There is no deal, sponsor, tender, inheritance, or Sportpesa jackpot waiting to save you. If you are old enough to get yourself out of bed in the morning you are more than able to take responsibility for your financial life.

Susan recently graduated from Centonomy. She and her husband separated eight months ago, at which point she realised she had nothing. She had been living a ‘champagne lifestyle’ (which literally included a glass of champagne every now and then) in which all her bills were catered for without her ever worrying about the cost of her purchases and splurges. She was even extended on her husband’s credit card which she used for entertainment expenses. When they separated, the card went with him – and she suddenly found herself saddled with all of her own expenses.


I have seen many people trying to deal with the consequence of their ‘somehows’. University students whose parents can no longer afford fees; bills that still have to be paid in spite of retrenchment and job losses. Medical emergencies. Cars repossessed and homes auctioned. People avoiding various entertainment spots because tabs have accumulated.

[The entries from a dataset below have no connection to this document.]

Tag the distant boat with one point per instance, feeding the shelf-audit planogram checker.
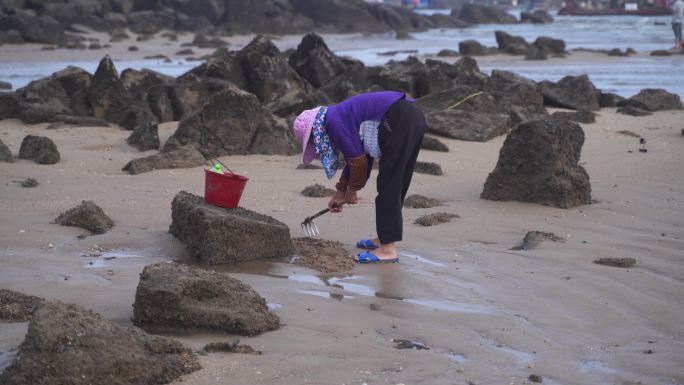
(630, 9)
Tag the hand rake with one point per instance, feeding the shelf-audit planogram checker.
(309, 226)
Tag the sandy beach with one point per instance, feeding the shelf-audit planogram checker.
(490, 315)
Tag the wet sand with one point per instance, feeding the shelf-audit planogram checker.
(489, 314)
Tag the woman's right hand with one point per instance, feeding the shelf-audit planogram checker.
(336, 202)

Sadly, we are so good at showing people how well we are doing though deep down we recognise we are one step away from disaster. Then, instead of focusing on improving our financial situation we focus on proving how well we are doing. For a while Susan tried to borrow money from her parents to show that she was OK, the same way people take comfort in having a nice job and a salary even though they actually live pay cheque to pay cheque. Instead of reducing expenses, saving or investing so that they can survive three months without an income, they would rather spend a huge chunk of it on proving to the world that they have made something of themselves. They are so many poor people walking around in designer clothes, cars, phones, homes keeping the company of similarly impoverished designer friends. Those are the people I call the poverty support group.

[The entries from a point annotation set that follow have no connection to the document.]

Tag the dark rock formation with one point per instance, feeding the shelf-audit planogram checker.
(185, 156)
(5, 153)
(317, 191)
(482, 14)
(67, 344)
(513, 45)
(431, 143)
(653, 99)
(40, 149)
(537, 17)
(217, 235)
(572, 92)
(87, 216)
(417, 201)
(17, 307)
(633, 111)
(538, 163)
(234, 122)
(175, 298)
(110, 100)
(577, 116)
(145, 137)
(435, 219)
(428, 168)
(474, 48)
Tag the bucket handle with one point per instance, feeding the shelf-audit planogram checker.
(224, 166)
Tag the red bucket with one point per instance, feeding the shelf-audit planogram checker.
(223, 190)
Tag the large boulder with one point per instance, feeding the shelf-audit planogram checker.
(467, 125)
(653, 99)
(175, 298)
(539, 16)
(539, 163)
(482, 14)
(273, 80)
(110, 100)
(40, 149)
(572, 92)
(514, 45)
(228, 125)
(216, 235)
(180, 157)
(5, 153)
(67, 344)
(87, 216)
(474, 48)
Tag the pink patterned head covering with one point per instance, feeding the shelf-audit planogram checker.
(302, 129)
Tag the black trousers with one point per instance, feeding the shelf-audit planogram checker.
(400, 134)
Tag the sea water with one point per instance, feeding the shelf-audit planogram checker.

So, do you want your life to be controlled by that one disaster? Even if you enjoy looking like success, do you want that to be dissolved at one go? If not, investing is not a choice. It is a necessity. It is not something you do in your free time, when you have extra money, or when you have made it. It is not what you do with left over finances. You must go out and look for opportunities to invest. Become the CEO of your life and take control. Investing is the journey between that one move from disaster and real financial freedom.